Theoretical Analysis on Block Time Distributions in Byzantine Fault-Tolerant Consensus Blockchains
Akihiro Fujihara
TL;DR
The paper addresses fluctuations in block time for Byzantine fault-tolerant PoS blockchains by building a stochastic model of block propagation and verification. It shows that broadcast time among validator nodes naturally follows a Gumbel distribution for large $N$, and that the overall block time arises from the convolution of three independent Gumbel times, with a saddle-point-based approximation enabling practical data fitting. Fitting to Cosmos data ($N=175$) yields a consistent per-hop transfer time $\Delta t$ around $0.0011$ s and an estimated transfer rate of approximately $9.1\times 10^2$ transfers per second, validating the theoretical framework. The results offer a theoretically grounded method to analyze and predict block-time variability, informing design choices and parameter estimation without solely relying on empirical measurements, and suggesting that the aggregated Gumbel components trend toward normality as their number increases.
Abstract
Some blockchain networks employ a distributed consensus algorithm featuring Byzantine fault tolerance. Notably, certain public chains, such as Cosmos and Tezos, which operate on a proof-of-stake mechanism, have adopted this algorithm. While it is commonly assumed that these blockchains maintain a nearly constant block creation time, empirical analysis reveals fluctuations in this interval; this phenomenon has received limited attention. In this paper, we propose a mathematical model to account for the processes of block propagation and validation within Byzantine fault-tolerant consensus blockchains, aiming to theoretically analyze the probability distribution of block time.
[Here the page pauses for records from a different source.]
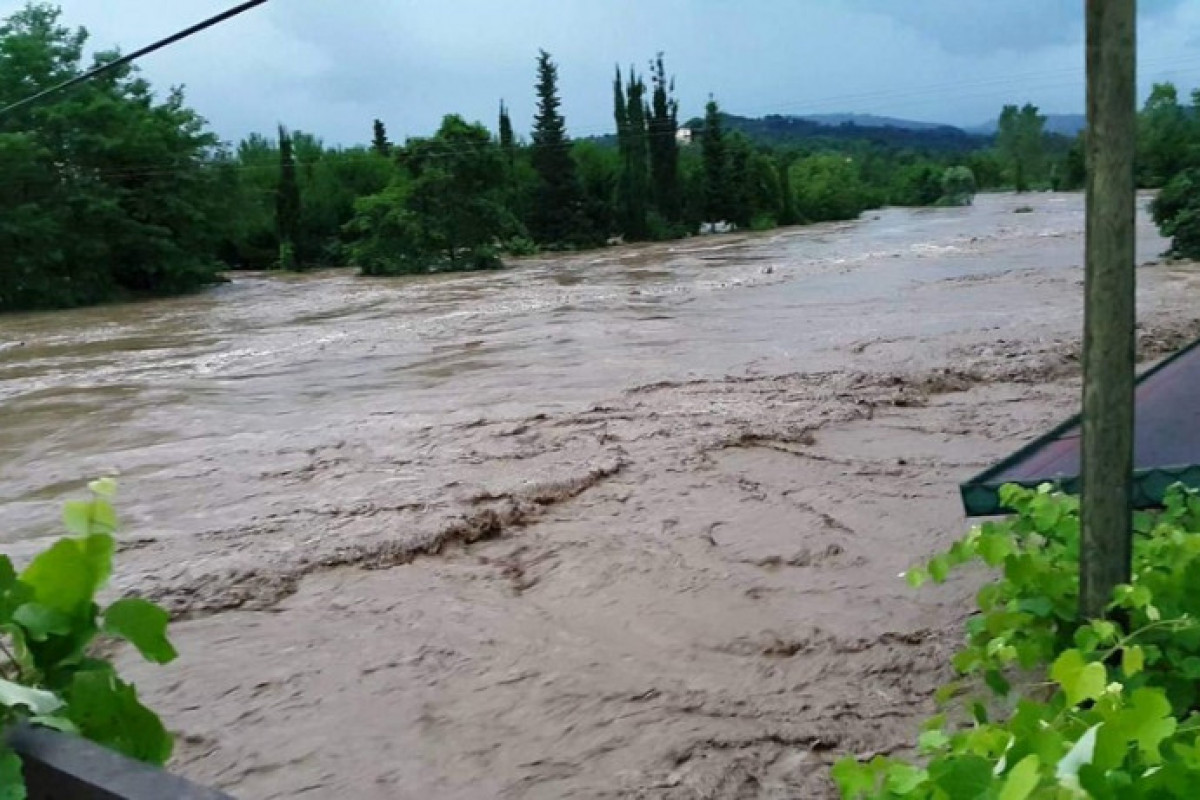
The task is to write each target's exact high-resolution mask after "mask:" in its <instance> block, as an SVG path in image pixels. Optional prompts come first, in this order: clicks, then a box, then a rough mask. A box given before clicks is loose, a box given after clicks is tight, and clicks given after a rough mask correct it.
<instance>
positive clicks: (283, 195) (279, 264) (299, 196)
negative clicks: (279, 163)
mask: <svg viewBox="0 0 1200 800" xmlns="http://www.w3.org/2000/svg"><path fill="white" fill-rule="evenodd" d="M301 213H302V210H301V205H300V182H299V180H298V179H296V161H295V152H294V148H293V142H292V134H290V133H288V130H287V128H286V127H283V126H282V125H281V126H280V180H278V184H277V185H276V187H275V233H276V236H277V239H278V242H280V260H278V266H280V269H281V270H295V269H299V266H300V264H301V261H300V260H299V258H298V255H296V242H298V241H299V240H300V230H301V229H300V215H301Z"/></svg>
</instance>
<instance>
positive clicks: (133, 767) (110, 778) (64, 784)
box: [8, 724, 233, 800]
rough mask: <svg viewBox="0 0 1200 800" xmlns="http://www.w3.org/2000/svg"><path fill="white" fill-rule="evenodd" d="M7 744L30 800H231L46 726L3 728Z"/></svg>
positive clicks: (183, 780) (215, 790) (173, 775)
mask: <svg viewBox="0 0 1200 800" xmlns="http://www.w3.org/2000/svg"><path fill="white" fill-rule="evenodd" d="M8 744H10V745H11V746H12V748H13V750H16V751H17V753H18V754H19V756H20V758H22V760H23V762H24V770H25V783H26V787H28V790H29V800H233V798H230V796H229V795H228V794H224V793H222V792H217V790H216V789H209V788H205V787H202V786H197V784H194V783H191V782H190V781H185V780H184V778H181V777H179V776H176V775H172V774H170V772H164V771H163V770H160V769H156V768H154V766H150V765H148V764H143V763H142V762H136V760H133V759H131V758H126V757H125V756H121V754H120V753H116V752H114V751H112V750H108V748H107V747H101V746H100V745H97V744H95V742H91V741H88V740H86V739H82V738H79V736H73V735H70V734H65V733H59V732H56V730H50V729H48V728H35V727H32V726H24V724H23V726H18V727H16V728H13V729H12V730H11V732H10V733H8Z"/></svg>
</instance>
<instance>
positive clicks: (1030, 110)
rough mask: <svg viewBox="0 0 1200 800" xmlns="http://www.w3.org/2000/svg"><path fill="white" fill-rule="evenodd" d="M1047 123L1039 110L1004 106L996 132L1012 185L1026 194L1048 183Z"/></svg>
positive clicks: (997, 137) (1037, 108)
mask: <svg viewBox="0 0 1200 800" xmlns="http://www.w3.org/2000/svg"><path fill="white" fill-rule="evenodd" d="M1045 124H1046V118H1045V116H1043V115H1042V114H1039V113H1038V107H1037V106H1032V104H1030V103H1026V104H1025V106H1022V107H1020V108H1018V107H1016V106H1004V108H1003V110H1002V112H1001V114H1000V127H998V128H997V131H996V149H997V151H998V152H1000V157H1001V158H1002V161H1003V162H1004V164H1006V167H1007V169H1008V176H1009V180H1010V181H1012V186H1013V187H1015V188H1016V191H1018V192H1027V191H1030V188H1032V187H1033V186H1034V185H1037V184H1040V182H1042V181H1043V180H1045V166H1046V158H1045Z"/></svg>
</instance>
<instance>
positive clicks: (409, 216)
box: [349, 114, 512, 275]
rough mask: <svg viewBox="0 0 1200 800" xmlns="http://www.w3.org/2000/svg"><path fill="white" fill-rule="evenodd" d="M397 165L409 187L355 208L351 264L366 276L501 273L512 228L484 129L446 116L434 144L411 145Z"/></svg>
mask: <svg viewBox="0 0 1200 800" xmlns="http://www.w3.org/2000/svg"><path fill="white" fill-rule="evenodd" d="M403 161H404V164H406V168H407V172H408V178H407V180H403V181H401V180H397V181H396V182H394V184H392V185H391V186H390V187H389V188H386V190H385V191H384V192H382V193H379V194H376V196H371V197H367V198H364V199H362V200H360V201H359V205H358V213H356V216H355V218H354V219H353V221H352V223H350V225H349V229H350V231H352V233H353V234H356V235H358V240H356V241H355V242H354V245H353V246H352V249H350V258H352V263H354V264H356V265H358V266H359V267H361V270H362V272H364V273H365V275H404V273H414V272H440V271H460V270H485V269H496V267H499V266H500V259H499V253H498V242H499V241H500V240H502V239H503V237H504V235H505V234H506V233H508V231H509V230H511V229H512V221H511V218H510V215H509V212H508V210H506V207H505V205H504V192H505V169H504V156H503V154H502V151H500V149H499V146H498V145H497V143H496V142H494V140H493V139H492V136H491V133H490V132H488V131H487V128H485V127H484V126H482V125H478V124H476V125H469V124H467V122H466V121H463V119H462V118H461V116H457V115H454V114H451V115H449V116H446V118H445V119H444V120H443V122H442V127H440V128H439V130H438V132H437V134H436V136H434V137H432V138H430V139H410V140H409V142H408V144H407V145H406V148H404V154H403Z"/></svg>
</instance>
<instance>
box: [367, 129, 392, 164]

First, we propose stochastic processes governing the broadcasting communications among validator nodes. Consequently, we theoretically demonstrate that the probability distribution of broadcast time among validator nodes adheres to the Gumbel distribution. This finding indicates that the distribution of block time typically arises from convolving multiple Gumbel distributions. Additionally, we derive an approximate formula for the block time distribution suitable for data analysis purposes. By fitting this approximation to real-world block time data, we demonstrate the consistent estimation of block time distribution parameters.